# Any idea if this is mids or highs?



## JL89 (Nov 2, 2012)

I got this from a guy that said its high grade. Its doesnt smell very strong, but i havent found any seeds. I just hope I didnt get ripped off.View attachment 2395622 Opinions?


----------



## Pandrilby (Nov 2, 2012)

It's hard to tell. I've had crappy looking dark weed that was awesome. And I just got a bag last week that smelled amazing but literally almost did nothing. Looks mids to me. But smoking it would be the only way to know for sure.


----------



## hsfkush (Nov 3, 2012)

Looks can be very deceiving as Pandrilby pointed out.
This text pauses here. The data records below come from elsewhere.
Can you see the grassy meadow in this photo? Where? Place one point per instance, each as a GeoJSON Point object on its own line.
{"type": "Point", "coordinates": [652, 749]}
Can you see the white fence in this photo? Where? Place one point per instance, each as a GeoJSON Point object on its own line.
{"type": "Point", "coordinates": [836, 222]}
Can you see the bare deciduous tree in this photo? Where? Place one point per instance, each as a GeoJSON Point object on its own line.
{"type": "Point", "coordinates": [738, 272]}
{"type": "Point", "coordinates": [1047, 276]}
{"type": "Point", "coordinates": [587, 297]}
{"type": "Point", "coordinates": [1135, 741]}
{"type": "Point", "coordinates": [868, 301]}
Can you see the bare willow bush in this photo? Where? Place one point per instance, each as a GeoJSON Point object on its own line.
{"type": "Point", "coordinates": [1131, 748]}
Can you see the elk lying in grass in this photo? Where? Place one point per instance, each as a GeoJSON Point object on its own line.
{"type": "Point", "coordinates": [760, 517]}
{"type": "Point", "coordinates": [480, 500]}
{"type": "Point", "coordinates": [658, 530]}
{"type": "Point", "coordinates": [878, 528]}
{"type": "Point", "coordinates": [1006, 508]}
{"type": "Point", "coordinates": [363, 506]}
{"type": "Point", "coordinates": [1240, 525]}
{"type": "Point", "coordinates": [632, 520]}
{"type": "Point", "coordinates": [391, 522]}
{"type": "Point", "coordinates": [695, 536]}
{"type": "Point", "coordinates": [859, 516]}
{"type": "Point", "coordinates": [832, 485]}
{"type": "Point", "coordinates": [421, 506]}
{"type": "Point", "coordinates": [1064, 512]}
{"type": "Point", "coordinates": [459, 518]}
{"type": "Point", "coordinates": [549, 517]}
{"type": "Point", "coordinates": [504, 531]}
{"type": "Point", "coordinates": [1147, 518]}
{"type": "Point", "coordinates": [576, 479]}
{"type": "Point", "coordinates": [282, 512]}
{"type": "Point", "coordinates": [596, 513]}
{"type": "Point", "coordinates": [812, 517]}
I got sold some Geforce and I took one look at it and said, "Do I look like a mug?"he made a joint and passed it to me and just watched me sink into the couch, needless to say, I took him up on his offer and it was well worth the money.


----------



## TwoSpirit (Nov 8, 2012)

Well, it looks like some High's but there's only one way to find out. 

I'd smoke a fairly small bowl to test it out. It it's some Highs, you'll feel a nice buzz coming on. If it's anything less you probably won't feel anything out of the ordinary. As far as the smell goes, maybe it's from an older supply ? With age I've noticed weed loses it's aroma fast.


----------



## echlectica (Nov 8, 2012)

I've grown a lot of strains that were super potent but just didn't have much for smell or taste. In fact I currently have Durban Poison going and so phenos of that that have a rather shitty taste but it gets you ripped, I think thats why they call it Poison.


----------